July 2024 Release Announcement (v27.0)

v27.0 was released on 7/2/2024.

Welcome to our July 2024 release notes! We have exciting updates to share to kick off the second half of the year!

Here are some of the key highlights:

Excited yet? Read on to learn more, or jump to a specific section using the table of contents below.

Table of Contents

📣 Key Announcements

❗Breaking Changes

✨ New Products and Features

🚀 Data Updates

🛠 Improvements and Bug Fixes


📣 Key Announcements

Schema Changes

LinkedIn Follower Count (Company Schema)

Field NameField TypeField Description
linkedin_follower_countInteger (>=0)The number of followers on a company’s LinkedIn profile

We are adding a new linkedin_follower_count field to our Company Data schema that tracks the number of followers on a company’s LinkedIn profile.

This field is available in our Premium and Comprehensive field bundles, and is immediately provided to current customers using those bundles.

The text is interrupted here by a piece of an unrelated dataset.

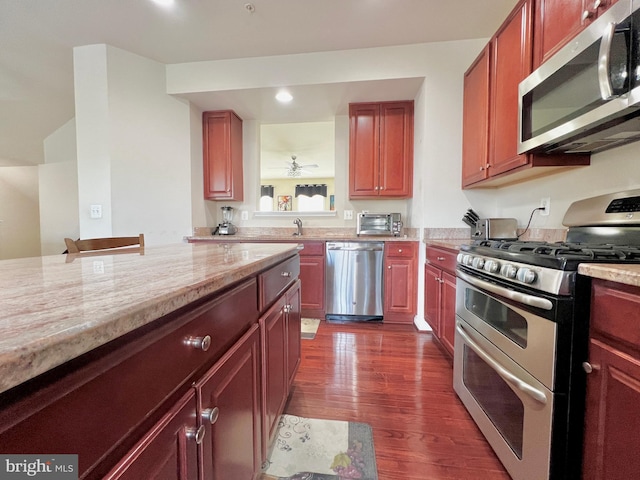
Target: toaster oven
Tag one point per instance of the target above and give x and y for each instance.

To get access to this field, please reach out to your Customer Success team.


❗Breaking Changes

❗ Deprecation of job_last_updated

Previous Announcements: v24 / October 2023, v25 / January 2024, v26.0 / April 2024, v26.1 / May 2024, v26.2 / June 2024

As part of our new resume timestamps that were released last quarter, the job_last_updated field is now fully deprecated and has been removed from our Person Schema in the v27.0 release. Customers previously using this field should leverage our new job_last_verified field which provides the same functionality.

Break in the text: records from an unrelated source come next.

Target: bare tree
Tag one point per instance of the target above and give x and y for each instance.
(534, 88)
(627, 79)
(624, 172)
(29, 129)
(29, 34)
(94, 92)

Please see this easy-to-follow guide prepared by our Technical Services team for detailed instructions and best practices on this transition.

Breaking Changes Guide: Deprecation of job_last_updated

For further support, please reach out to your Customer Success and Technical Services team.

⚠️ Upcoming Breaking Changes

🚧

Upcoming Breaking Changes

These are upcoming breaking changes in future versions that may impact your current processes. We are announcing them here to provide ample time for you to adjust your processes accordingly.

⚠️ New Role and Sub Role Job Title Taxonomy

Change expected in: v29.1 / February 2025
Previous Announcements: v26.0 / April 2024

Products Impacted: Person / Company / IP Schema

Person Fields ImpactedCompany Fields ImpactedIP Fields Impacted
job_title_role
job_title_sub_role
experience.title.role
experience.title.sub_role
average_tenure_by_role
employee_count_by_month_by_role
employee_count_by_role
recent_exec_departures
recent_exec_hires
top_next_employers_by_role
top_previous_employers_by_role
person.job_title_role
person.job_title_sub_role

Over the next 2 quarters, we will be making significant changes to our Job Title Roles and Job Title Subroles enum values in order to improve our fill rates and categorization of job titles.

These changes will include a revamped taxonomy for role and subrole values containing additions, renamings, recategorizations, removals and other modifications to the current set of canonical role and subrole values. For the specific details on these changes see the Resources table at the end of this notice.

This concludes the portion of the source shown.